-  Bacchin Giorgia  -  15/12/2015

NIENTE ASSEGNO DI MANTENIMENTO PER IL CONIUGE DOTATO DI CAPACITA LAVORATIVA – Cass. 11870/15 – Giorgia BACCHIN

Con la sentenza in esame la Suprema Corte torna ad affrontare la questione dell"attribuzione dell'assegno di mantenimento al coniuge economicamente più debole che vuole mantenere lo stesso tenore di vita di cui godeva in costanza di matrimonio.

Nel caso di specie la moglie, in sede di divorzio, chiedeva le fosse attribuito l"assegno di mantenimento in quanto, durante il matrimonio, essendo stata  casalinga, aveva goduto di un tenore di vita medio riconducibile unicamente al reddito di lavoro dipendente del marito mentre invece, allo stato attuale, non era in grado - in quanto impossidente e priva di lavoro - di mantenere le stesse condizioni di vita.

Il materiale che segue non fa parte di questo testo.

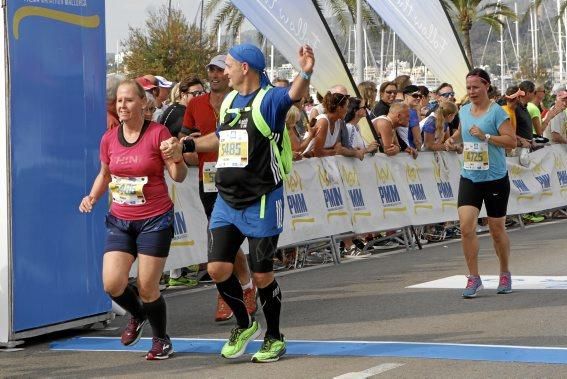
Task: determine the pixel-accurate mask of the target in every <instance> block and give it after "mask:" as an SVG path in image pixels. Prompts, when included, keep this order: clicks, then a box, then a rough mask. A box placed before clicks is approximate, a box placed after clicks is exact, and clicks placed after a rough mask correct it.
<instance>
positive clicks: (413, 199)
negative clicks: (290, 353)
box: [166, 145, 567, 269]
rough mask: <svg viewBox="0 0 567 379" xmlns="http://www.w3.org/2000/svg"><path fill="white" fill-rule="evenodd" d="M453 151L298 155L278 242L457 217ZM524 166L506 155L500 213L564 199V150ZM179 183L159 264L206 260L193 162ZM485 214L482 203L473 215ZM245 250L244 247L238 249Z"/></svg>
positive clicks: (285, 206)
mask: <svg viewBox="0 0 567 379" xmlns="http://www.w3.org/2000/svg"><path fill="white" fill-rule="evenodd" d="M460 157H461V156H459V155H457V154H455V153H448V152H440V153H420V154H419V156H418V158H417V159H415V160H414V159H413V158H411V157H410V156H409V155H407V154H399V155H397V156H395V157H386V156H385V155H383V154H376V155H375V156H369V155H367V156H366V158H365V159H364V160H363V161H359V160H358V159H354V158H346V157H327V158H312V159H305V160H302V161H299V162H295V163H294V167H293V172H292V173H291V176H290V179H289V180H288V181H287V182H286V183H285V185H284V188H285V191H284V197H285V216H284V232H283V233H282V234H281V236H280V239H279V245H280V246H287V245H296V244H301V242H303V241H309V240H313V239H317V238H323V237H329V236H331V235H338V234H342V233H348V232H355V233H361V234H362V233H367V232H372V231H383V230H391V229H398V228H401V227H404V226H408V225H423V224H432V223H437V222H445V221H451V220H457V219H458V216H457V197H458V190H459V178H460V170H461V168H460V167H461V159H460ZM530 159H531V163H530V166H529V167H527V168H526V167H523V166H521V165H519V162H518V158H508V171H509V176H510V199H509V201H508V214H509V215H513V214H521V213H529V212H535V211H541V210H544V209H553V208H558V207H562V206H566V205H567V149H566V147H564V146H560V145H554V146H551V147H548V148H545V149H541V150H538V151H536V152H534V153H532V154H530ZM189 171H190V172H189V173H188V174H187V179H186V180H185V182H183V183H173V182H172V181H171V180H168V185H169V186H170V195H171V197H172V199H173V200H174V203H175V223H174V226H175V237H174V240H173V242H172V246H171V252H170V255H169V258H168V261H167V265H166V268H167V269H171V268H177V267H183V266H187V265H189V264H195V263H201V262H206V260H207V253H206V252H207V234H206V225H207V219H206V217H205V213H204V211H203V207H202V205H201V201H200V199H199V192H198V182H197V180H196V179H195V178H196V177H197V174H196V169H194V168H191V169H190V170H189ZM485 214H486V213H485V211H484V207H483V210H482V212H481V217H482V216H484V215H485ZM245 251H246V249H245Z"/></svg>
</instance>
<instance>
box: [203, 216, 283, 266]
mask: <svg viewBox="0 0 567 379" xmlns="http://www.w3.org/2000/svg"><path fill="white" fill-rule="evenodd" d="M211 234H212V243H211V246H210V249H209V262H229V263H233V264H234V260H235V259H236V253H237V252H238V248H239V247H240V245H242V242H244V238H248V248H249V250H250V253H249V254H248V266H249V267H250V270H251V271H252V272H258V273H266V272H272V271H274V255H275V253H276V250H277V247H278V238H279V234H276V235H275V236H270V237H261V238H255V237H245V236H244V234H242V232H240V230H238V228H237V227H236V226H234V225H227V226H221V227H218V228H215V229H212V230H211Z"/></svg>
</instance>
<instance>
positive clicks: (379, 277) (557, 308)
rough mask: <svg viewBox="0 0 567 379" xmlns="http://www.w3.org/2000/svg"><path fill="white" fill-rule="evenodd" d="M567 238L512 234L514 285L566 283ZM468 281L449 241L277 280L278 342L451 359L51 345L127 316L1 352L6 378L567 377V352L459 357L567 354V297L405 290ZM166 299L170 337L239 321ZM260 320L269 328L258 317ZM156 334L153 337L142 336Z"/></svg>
mask: <svg viewBox="0 0 567 379" xmlns="http://www.w3.org/2000/svg"><path fill="white" fill-rule="evenodd" d="M565 230H566V223H565V222H553V223H546V224H543V225H535V226H528V227H527V228H526V229H523V230H521V229H515V230H511V231H510V238H511V241H512V257H511V270H512V275H513V278H514V275H533V276H562V275H567V259H565V257H566V255H567V252H566V248H567V244H566V243H565V242H566V237H565ZM480 241H481V250H480V258H479V262H480V268H481V274H486V275H488V274H490V275H497V274H498V263H497V260H496V257H495V255H494V252H493V249H492V242H491V240H490V238H489V237H488V236H487V235H484V236H482V237H481V239H480ZM465 273H466V268H465V263H464V260H463V257H462V253H461V248H460V243H459V241H457V240H451V241H449V242H446V243H439V244H435V245H431V246H426V247H425V248H424V249H423V250H422V251H411V252H409V253H408V252H405V251H396V252H392V253H387V254H377V255H374V256H372V257H371V258H368V259H364V260H356V261H348V262H346V263H342V264H340V265H332V264H327V265H323V266H318V267H315V268H310V269H300V270H294V271H288V272H286V273H285V274H284V275H280V276H279V278H278V281H279V283H280V285H281V287H282V290H283V314H282V322H281V323H282V331H283V332H284V333H285V335H286V338H287V339H288V340H292V341H293V340H300V341H306V340H308V341H320V343H318V344H317V346H318V347H317V348H319V347H321V349H323V351H325V349H327V348H328V347H329V346H335V345H333V344H332V343H330V342H327V343H325V341H394V342H399V343H406V342H420V343H434V344H440V343H444V344H451V345H450V346H451V348H449V349H448V352H447V354H448V356H447V357H446V358H444V359H432V358H430V357H428V356H427V354H426V353H423V356H422V353H421V352H420V350H419V349H417V350H415V349H413V348H412V346H413V345H403V346H404V348H400V349H398V348H392V350H391V351H389V350H388V349H389V347H386V348H385V353H383V354H382V355H383V356H378V357H376V356H374V357H372V356H364V355H365V353H364V349H362V348H361V350H360V356H357V352H356V351H354V352H353V351H350V352H349V354H351V355H340V354H339V355H335V356H324V355H323V356H311V355H307V354H300V355H291V354H290V355H286V356H285V357H284V358H282V360H280V361H279V362H277V363H272V364H254V363H251V362H249V359H250V356H249V355H248V356H246V355H245V356H243V357H242V358H241V359H237V360H234V361H227V360H225V359H223V358H221V357H220V355H218V354H204V353H177V354H176V355H175V357H173V358H172V359H170V360H167V361H162V362H148V361H145V360H144V358H143V357H144V352H139V351H138V352H115V351H55V350H52V349H50V345H51V344H53V343H57V342H61V341H66V340H67V339H69V338H72V337H100V336H103V337H118V336H119V334H120V329H117V328H121V327H122V326H123V325H124V324H125V322H126V320H125V318H123V317H122V318H117V319H116V320H114V321H113V322H112V323H111V324H110V325H109V327H108V328H106V329H102V327H95V328H94V329H92V330H89V331H84V330H72V331H67V332H63V333H56V334H50V335H48V336H43V337H40V338H35V339H32V340H29V341H27V342H26V344H24V345H23V350H20V351H14V352H8V351H5V350H4V351H2V350H1V349H0V377H74V378H76V377H115V376H120V377H136V378H146V377H151V378H155V377H187V378H268V377H269V378H274V377H275V378H333V377H341V378H367V377H384V378H398V377H400V378H452V377H455V378H457V377H459V378H463V377H465V378H492V377H494V378H501V377H505V378H511V377H522V378H525V377H534V378H535V377H537V378H541V377H558V378H559V377H567V350H566V352H565V353H564V356H565V359H564V363H560V364H541V363H540V364H534V363H521V362H517V361H515V359H514V357H513V356H511V355H510V359H508V358H506V357H507V355H504V359H503V360H502V361H500V362H494V361H492V360H493V359H492V356H491V355H490V354H485V355H484V356H485V357H488V358H486V360H482V359H483V358H480V359H481V360H473V358H472V356H471V359H468V358H467V356H466V354H465V357H462V356H458V354H459V351H461V350H462V348H463V347H466V346H467V345H466V344H479V345H494V346H496V347H497V348H499V347H500V346H525V347H559V348H567V327H566V321H565V320H566V317H565V315H566V313H567V292H566V290H565V289H538V290H535V289H526V290H515V291H514V292H513V293H512V294H509V295H497V294H496V292H495V290H489V289H486V290H484V291H483V292H481V293H480V295H479V296H478V297H477V298H476V299H469V300H465V299H463V298H462V297H461V289H443V288H441V289H414V288H407V287H408V286H411V285H415V284H419V283H423V282H428V281H432V280H436V279H441V278H445V277H449V276H454V275H463V285H464V284H465V277H464V274H465ZM165 294H166V300H167V304H168V313H169V314H168V320H169V324H168V330H169V333H170V335H171V337H172V338H174V339H175V338H211V339H224V338H227V337H228V335H229V332H230V329H231V328H232V327H233V326H234V323H233V321H228V322H224V323H215V322H214V321H213V316H214V310H215V304H216V303H215V301H216V291H215V290H214V288H212V287H208V288H200V289H192V290H168V291H166V292H165ZM258 319H259V320H260V322H261V323H262V324H264V325H265V322H264V319H263V316H262V314H261V312H259V314H258ZM149 332H150V329H149V328H147V329H146V330H145V336H149ZM87 343H88V340H87ZM175 343H176V342H175V340H174V346H175ZM290 344H291V342H290ZM453 344H454V345H453ZM181 345H182V343H181V342H179V346H181ZM339 346H340V344H339ZM388 346H389V345H388ZM396 346H397V345H396ZM400 346H401V345H400ZM408 346H409V348H408ZM21 347H22V346H21ZM412 349H413V350H412ZM290 350H291V349H290ZM414 350H415V351H414ZM541 350H542V351H543V352H544V354H545V351H547V350H546V349H541ZM528 351H535V350H528ZM407 352H409V353H407ZM390 353H391V355H390ZM406 353H407V354H406ZM528 355H529V354H528ZM420 356H421V357H420ZM457 358H458V359H457ZM475 359H476V358H475Z"/></svg>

Lamentava inoltre che il marito, il quale nel frattempo aveva avuto una figlia con un"altra donna, si era licenziato dal lavoro unicamente per far apparire un peggioramento della sua situazione economica tanto che, a suo dire, continuava a lavorare presso terzi percependo in ogni caso l'indennità di disoccupazione e godendo di una situazione economica certamente migliore della sua.

Tanto il Tribunale quanto la Corte di Appello, rilevando che l"istante non aveva dimostrato sufficientemente i propri assunti, respingevano la domanda sottolineando, tra l"altro, che la donna risultava dotata di idonea capacità lavorativa.

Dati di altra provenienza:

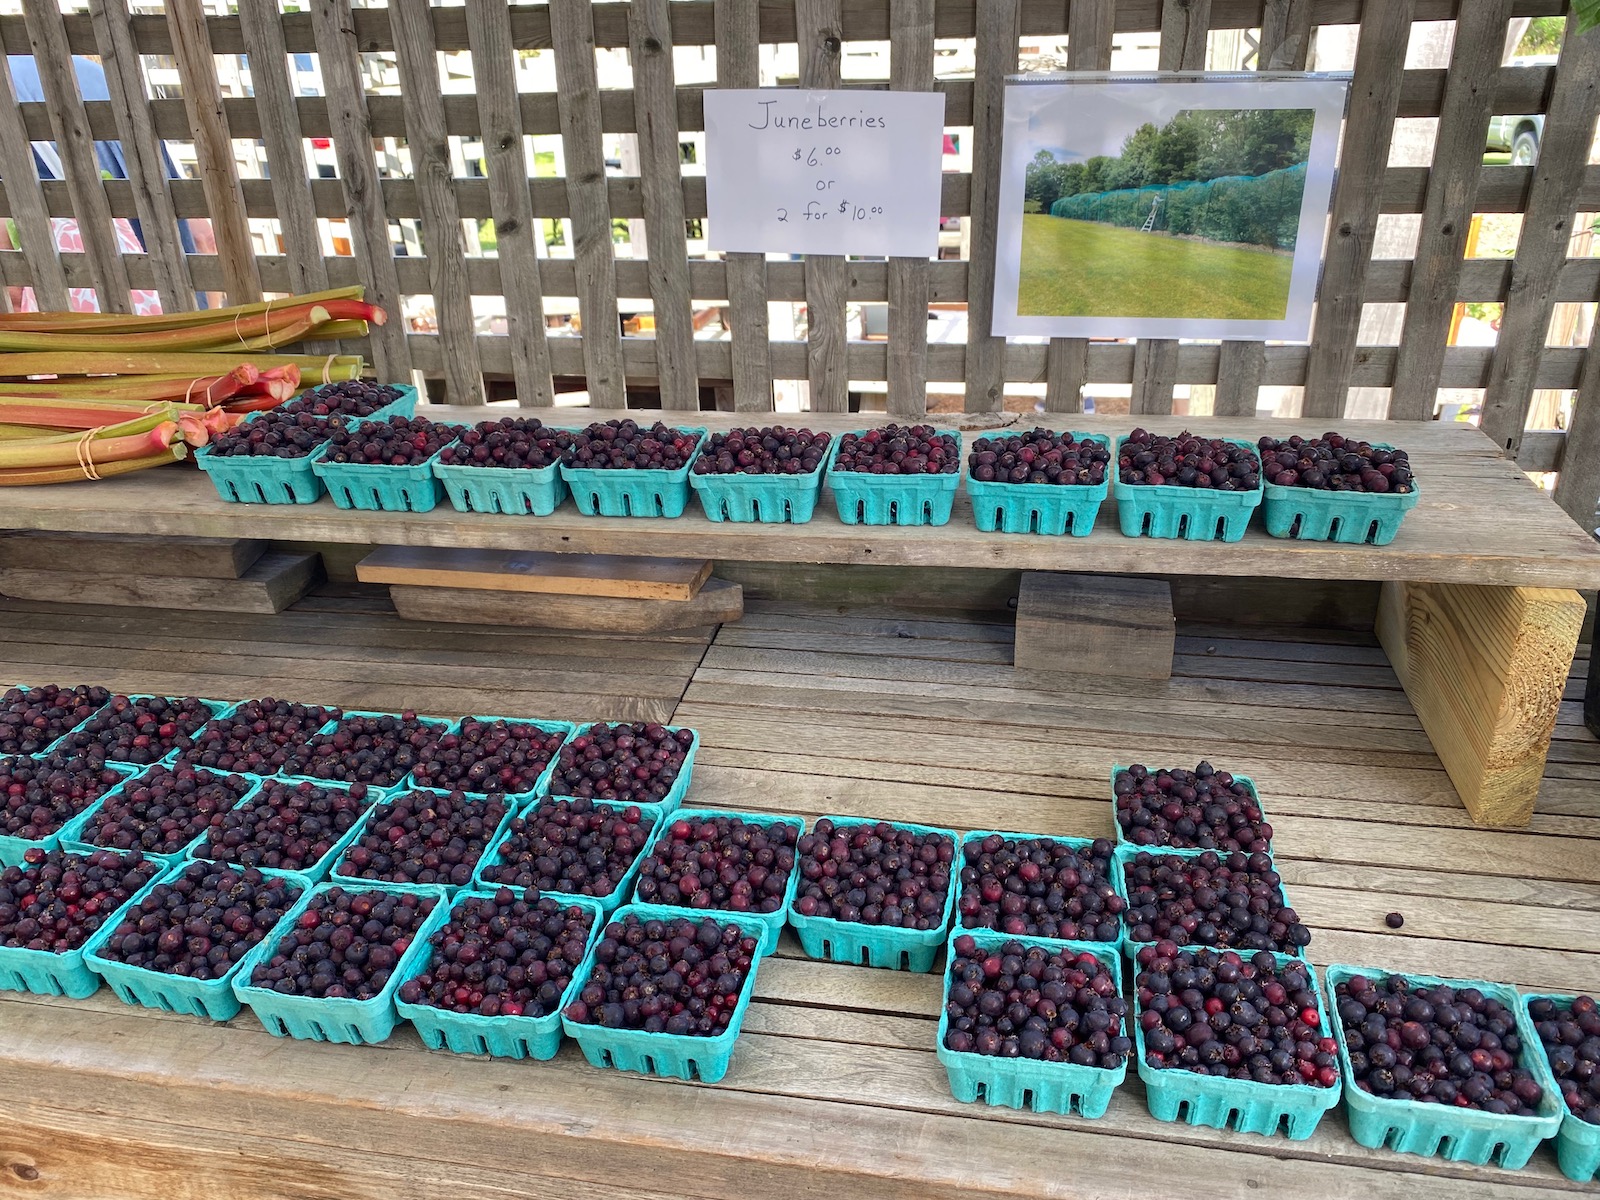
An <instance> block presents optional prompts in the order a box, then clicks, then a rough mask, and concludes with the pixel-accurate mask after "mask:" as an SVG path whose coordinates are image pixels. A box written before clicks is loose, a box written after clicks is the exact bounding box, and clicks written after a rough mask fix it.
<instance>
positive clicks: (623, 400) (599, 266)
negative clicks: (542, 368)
mask: <svg viewBox="0 0 1600 1200" xmlns="http://www.w3.org/2000/svg"><path fill="white" fill-rule="evenodd" d="M550 38H552V45H554V46H555V77H557V82H558V83H560V91H558V93H557V96H558V106H560V117H562V152H563V155H565V160H566V181H565V184H566V198H568V208H570V213H571V221H573V242H574V248H576V269H578V310H579V315H581V317H582V325H584V368H586V370H584V374H586V376H587V387H589V398H590V402H592V403H595V405H603V406H606V408H622V406H626V389H624V384H622V376H624V368H622V330H621V325H619V323H618V312H616V267H614V258H613V253H611V202H610V197H608V189H606V178H605V154H603V150H602V147H600V112H598V96H600V83H598V78H597V70H595V35H594V10H592V6H590V3H589V0H574V3H570V5H555V6H554V8H552V10H550ZM534 211H539V210H538V206H536V208H534ZM618 216H621V213H619V214H618Z"/></svg>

Quest"ultima proponeva, quindi, ricorso per Cassazione lamentando che la Corte territoriale non aveva adeguatamente considerato il tenore di vita tenuto dalla coppia in costanza di matrimonio, che non aveva valutato il comportamento dell'ex marito e, infine, che aveva violato l'obbligo di disporre accertamenti tramite la polizia tributaria.

Quanto al primo punto, uniformandosi ai principi più volte affermati in merito ai criteri di attribuzione dell'assegno di divorzio, la Corte ribadisce che "per poter valutare la misura in cui il venir meno dell'unità familiare ha inciso sulla posizione del richiedente è necessario porre a confronto le rispettive potenzialità economiche, intese non solo come disponibilità attuali di beni ed introiti, ma anche come attitudini a procurarsene in grado ulteriore".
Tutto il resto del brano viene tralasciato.